In the play, women’s lines and stage directions for women from the most performed plays of a US theater season are isolated and recomposed anew. This is a unique play in its own merit, a collage made from the words of several contemporary playwrights and a feminist experiment all in one. By isolating the women’s lines, without ever listening to the voices of the men, we observe women’s behavior; it seems disorganized, but also evident of the role reserved for women in modern theater.
What do they do with their bodies? What words do they use? How often do they ask others what to do? How many times do they apologize? How much do they cry? The result is a condensed presentation of the role assigned to women within mass culture. Never listening to the voices with which the women converse, makes the show feels like an audition for the full range of roles available to women today, in the theater and in life alike.

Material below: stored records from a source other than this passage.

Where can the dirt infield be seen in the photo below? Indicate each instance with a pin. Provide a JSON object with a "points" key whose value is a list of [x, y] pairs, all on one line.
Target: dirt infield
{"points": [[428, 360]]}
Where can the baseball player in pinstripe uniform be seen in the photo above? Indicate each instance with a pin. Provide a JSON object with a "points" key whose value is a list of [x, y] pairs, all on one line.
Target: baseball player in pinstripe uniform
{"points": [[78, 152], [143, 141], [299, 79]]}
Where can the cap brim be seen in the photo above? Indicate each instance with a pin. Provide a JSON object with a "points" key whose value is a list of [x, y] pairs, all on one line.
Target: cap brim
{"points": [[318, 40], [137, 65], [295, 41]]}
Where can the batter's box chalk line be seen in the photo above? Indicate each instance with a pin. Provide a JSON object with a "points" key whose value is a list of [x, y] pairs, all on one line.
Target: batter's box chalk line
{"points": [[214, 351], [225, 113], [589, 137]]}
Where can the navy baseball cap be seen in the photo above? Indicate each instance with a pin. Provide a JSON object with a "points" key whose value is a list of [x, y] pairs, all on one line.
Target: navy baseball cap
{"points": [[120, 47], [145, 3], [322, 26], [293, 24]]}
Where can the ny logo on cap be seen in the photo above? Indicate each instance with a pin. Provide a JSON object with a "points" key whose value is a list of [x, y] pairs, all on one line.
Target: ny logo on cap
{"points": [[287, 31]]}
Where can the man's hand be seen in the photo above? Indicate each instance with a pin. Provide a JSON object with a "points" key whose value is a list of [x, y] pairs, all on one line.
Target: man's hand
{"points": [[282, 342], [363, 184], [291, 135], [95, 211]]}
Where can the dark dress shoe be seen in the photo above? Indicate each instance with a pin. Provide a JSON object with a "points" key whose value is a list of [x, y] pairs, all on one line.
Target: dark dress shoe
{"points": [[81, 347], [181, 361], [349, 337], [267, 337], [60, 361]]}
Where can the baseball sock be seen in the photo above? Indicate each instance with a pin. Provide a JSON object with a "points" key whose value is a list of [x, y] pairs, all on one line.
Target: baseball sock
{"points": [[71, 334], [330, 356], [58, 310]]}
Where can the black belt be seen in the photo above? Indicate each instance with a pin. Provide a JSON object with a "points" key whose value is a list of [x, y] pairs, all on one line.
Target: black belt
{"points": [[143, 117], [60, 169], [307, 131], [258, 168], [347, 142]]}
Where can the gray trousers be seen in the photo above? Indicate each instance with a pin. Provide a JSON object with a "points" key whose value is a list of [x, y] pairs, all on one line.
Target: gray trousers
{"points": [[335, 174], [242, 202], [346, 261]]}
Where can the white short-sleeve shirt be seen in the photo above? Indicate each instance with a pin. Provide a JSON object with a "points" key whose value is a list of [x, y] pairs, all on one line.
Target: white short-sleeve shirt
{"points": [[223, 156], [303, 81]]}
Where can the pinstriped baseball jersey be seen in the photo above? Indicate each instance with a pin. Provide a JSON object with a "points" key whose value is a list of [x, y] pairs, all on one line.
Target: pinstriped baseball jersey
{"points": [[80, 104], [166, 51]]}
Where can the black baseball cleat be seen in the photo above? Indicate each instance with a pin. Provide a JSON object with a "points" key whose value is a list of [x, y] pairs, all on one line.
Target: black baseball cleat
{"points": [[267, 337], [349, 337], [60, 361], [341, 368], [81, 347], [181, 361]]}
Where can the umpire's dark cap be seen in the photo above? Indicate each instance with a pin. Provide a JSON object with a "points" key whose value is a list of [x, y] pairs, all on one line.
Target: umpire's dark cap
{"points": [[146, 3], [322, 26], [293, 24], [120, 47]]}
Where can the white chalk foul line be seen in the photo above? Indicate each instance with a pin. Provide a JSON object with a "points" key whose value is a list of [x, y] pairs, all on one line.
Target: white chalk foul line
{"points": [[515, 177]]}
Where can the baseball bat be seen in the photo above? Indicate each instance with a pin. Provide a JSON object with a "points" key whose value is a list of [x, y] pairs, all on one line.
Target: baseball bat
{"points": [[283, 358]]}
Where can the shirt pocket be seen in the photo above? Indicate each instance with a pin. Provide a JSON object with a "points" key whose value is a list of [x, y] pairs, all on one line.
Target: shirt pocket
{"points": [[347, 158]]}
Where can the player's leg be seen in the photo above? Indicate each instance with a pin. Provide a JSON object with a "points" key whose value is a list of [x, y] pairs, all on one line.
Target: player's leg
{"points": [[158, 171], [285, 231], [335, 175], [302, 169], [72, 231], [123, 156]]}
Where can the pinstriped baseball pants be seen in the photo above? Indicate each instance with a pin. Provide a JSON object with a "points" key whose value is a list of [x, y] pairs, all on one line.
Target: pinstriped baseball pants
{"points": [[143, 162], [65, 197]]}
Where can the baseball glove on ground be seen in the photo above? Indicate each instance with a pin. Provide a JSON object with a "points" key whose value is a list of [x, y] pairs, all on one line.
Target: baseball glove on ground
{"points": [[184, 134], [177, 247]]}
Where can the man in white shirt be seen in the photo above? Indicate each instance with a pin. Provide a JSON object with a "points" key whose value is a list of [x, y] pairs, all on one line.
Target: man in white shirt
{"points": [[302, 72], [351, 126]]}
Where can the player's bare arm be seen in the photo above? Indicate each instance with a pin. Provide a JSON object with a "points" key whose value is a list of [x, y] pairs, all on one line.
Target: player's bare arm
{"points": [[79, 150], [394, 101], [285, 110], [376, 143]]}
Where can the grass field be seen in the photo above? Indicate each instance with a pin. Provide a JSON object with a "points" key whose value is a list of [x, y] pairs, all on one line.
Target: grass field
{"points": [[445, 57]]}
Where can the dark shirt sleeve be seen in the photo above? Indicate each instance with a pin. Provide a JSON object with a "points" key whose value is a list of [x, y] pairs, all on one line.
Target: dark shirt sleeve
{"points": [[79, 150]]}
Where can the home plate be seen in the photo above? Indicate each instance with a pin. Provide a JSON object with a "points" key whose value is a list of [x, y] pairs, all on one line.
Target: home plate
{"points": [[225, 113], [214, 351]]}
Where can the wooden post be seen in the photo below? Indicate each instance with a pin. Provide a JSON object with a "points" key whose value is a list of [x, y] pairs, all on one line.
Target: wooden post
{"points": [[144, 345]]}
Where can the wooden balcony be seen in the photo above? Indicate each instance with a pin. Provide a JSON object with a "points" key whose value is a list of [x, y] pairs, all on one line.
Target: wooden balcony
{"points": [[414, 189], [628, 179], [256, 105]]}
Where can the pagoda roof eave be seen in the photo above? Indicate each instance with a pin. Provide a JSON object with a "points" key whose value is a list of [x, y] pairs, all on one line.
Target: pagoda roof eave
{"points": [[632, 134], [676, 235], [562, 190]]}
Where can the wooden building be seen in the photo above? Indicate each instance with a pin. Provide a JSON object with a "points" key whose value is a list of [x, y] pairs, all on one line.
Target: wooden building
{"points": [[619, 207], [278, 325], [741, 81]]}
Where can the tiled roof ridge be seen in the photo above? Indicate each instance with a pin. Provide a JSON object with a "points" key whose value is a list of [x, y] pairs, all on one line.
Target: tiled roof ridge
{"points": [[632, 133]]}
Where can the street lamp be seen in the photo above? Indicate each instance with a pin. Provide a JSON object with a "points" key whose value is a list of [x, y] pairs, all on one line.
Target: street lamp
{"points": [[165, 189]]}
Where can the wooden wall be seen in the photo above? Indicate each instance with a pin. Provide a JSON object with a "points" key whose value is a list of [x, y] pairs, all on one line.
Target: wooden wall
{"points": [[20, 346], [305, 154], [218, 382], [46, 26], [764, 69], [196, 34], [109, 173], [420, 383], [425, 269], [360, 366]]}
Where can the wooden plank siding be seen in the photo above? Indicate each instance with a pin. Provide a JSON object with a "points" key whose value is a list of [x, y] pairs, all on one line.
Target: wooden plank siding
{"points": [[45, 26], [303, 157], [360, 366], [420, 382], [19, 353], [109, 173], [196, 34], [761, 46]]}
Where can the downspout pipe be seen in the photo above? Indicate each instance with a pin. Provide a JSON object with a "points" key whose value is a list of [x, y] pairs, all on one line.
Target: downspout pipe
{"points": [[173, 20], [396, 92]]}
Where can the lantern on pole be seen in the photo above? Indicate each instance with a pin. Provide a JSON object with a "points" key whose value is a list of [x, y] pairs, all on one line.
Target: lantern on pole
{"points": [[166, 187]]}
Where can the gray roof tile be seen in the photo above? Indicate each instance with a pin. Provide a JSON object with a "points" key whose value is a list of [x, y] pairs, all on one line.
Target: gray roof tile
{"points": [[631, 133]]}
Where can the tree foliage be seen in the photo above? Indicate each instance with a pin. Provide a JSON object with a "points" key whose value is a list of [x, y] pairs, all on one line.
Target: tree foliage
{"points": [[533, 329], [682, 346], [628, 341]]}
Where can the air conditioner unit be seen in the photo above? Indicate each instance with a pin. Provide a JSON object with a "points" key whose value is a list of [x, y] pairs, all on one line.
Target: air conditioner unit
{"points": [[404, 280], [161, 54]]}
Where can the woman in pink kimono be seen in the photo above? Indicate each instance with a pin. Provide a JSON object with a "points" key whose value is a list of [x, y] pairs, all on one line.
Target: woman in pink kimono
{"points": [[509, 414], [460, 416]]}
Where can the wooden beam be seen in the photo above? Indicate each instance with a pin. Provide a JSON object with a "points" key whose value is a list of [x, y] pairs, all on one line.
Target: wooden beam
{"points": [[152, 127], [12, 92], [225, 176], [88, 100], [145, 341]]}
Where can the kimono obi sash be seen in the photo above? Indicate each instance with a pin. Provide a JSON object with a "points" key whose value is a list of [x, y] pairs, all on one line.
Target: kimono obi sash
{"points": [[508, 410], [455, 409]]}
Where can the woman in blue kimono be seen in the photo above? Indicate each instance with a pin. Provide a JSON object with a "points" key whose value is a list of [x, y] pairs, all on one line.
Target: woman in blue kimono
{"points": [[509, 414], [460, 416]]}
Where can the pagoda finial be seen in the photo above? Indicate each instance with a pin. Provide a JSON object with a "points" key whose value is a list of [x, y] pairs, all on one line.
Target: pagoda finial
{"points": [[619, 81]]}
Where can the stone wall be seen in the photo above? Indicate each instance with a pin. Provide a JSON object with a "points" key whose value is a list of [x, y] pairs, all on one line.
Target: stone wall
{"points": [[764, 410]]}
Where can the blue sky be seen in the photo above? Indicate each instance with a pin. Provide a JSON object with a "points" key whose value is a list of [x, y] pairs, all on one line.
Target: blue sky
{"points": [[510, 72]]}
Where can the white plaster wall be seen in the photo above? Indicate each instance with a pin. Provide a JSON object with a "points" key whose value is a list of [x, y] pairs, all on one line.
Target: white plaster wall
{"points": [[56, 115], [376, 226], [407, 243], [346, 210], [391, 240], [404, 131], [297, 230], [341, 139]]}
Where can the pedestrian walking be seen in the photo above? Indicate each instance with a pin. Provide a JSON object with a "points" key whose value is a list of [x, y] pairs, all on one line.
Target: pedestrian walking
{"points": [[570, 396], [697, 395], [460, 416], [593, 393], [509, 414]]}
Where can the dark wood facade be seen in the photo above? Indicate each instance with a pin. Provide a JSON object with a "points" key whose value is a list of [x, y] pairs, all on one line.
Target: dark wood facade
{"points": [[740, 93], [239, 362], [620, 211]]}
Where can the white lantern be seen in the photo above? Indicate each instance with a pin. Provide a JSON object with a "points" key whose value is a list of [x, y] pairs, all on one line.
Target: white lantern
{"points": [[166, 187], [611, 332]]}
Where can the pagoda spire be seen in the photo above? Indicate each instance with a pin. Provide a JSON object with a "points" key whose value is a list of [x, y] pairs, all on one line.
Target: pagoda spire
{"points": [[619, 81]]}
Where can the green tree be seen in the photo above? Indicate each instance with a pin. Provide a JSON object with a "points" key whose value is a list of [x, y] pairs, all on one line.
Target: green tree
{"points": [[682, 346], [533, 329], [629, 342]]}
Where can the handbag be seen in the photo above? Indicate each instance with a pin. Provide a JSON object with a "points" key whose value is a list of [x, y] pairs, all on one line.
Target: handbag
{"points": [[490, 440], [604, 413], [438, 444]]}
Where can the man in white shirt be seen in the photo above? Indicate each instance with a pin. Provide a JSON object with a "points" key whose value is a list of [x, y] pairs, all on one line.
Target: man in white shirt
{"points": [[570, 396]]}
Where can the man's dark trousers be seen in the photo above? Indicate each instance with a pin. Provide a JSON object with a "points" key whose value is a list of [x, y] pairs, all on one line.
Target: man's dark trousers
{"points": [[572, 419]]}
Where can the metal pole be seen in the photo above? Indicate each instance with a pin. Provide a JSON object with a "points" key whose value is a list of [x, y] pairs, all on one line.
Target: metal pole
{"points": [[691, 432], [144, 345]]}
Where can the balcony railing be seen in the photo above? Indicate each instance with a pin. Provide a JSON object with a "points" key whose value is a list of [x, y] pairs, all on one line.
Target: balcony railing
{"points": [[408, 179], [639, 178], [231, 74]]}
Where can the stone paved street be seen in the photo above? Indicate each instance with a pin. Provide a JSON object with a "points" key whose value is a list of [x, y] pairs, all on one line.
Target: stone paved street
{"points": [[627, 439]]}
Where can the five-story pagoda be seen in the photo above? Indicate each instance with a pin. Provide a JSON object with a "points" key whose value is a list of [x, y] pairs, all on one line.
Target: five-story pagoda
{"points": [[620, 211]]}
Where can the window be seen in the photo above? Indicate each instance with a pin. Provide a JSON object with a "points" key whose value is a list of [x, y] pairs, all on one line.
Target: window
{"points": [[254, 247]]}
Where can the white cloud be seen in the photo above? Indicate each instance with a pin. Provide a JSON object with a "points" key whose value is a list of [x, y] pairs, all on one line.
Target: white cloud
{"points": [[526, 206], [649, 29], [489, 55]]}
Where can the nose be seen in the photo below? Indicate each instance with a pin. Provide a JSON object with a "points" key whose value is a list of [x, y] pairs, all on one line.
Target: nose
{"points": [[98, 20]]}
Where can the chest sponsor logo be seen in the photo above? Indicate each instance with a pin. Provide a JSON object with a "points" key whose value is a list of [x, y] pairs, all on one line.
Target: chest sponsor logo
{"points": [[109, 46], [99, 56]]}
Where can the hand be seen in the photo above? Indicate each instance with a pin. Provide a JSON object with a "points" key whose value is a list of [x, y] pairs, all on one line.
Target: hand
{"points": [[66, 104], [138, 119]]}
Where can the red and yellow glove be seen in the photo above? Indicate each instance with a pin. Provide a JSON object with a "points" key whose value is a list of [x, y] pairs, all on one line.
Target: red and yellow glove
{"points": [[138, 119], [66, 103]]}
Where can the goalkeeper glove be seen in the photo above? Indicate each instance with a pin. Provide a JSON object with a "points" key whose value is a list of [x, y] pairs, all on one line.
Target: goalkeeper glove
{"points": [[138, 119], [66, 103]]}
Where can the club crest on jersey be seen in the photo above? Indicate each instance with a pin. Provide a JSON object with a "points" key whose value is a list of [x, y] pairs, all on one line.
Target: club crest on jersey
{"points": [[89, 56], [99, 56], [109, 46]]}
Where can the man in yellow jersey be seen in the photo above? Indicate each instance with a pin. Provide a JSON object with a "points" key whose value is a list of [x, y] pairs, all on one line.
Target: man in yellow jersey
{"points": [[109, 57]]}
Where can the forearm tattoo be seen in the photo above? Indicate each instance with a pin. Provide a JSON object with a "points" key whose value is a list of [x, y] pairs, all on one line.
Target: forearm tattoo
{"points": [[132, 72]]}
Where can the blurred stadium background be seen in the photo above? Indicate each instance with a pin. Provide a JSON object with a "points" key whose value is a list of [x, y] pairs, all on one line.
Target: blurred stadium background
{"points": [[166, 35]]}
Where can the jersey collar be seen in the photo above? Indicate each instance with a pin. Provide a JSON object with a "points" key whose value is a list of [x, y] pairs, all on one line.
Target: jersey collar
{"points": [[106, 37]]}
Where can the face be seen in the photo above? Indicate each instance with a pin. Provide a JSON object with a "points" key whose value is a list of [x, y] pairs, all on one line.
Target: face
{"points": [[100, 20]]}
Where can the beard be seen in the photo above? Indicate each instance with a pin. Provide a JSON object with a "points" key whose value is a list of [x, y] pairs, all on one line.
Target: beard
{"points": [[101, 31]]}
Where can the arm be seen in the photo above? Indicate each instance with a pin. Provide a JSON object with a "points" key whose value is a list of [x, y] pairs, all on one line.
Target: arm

In the play, a woman moves in and out of many roles, using a few props, on a stage that could be empty of occupied by any set design imaginable. By watching an actress change multiple characters on stage, we simultaneously see her alternating between representational patterns that we are used to seeing, anywhere. Thus, the dramaturgy places the theatrical event in a post-theatrical setting where the setting could be actually our lives. The play seems to pose many questions to the viewer, with a central one being: What is going on with female representation? How does a woman find her place in the world?
All the plays that That’swhatshesaid deconstructs and reassembles are written or have been adopted within the last decade. The play was performed in Greek in winter season 2023 with great success and is now screened in different venues to ignite on of the most interesting conversations today, that blends culture and politics.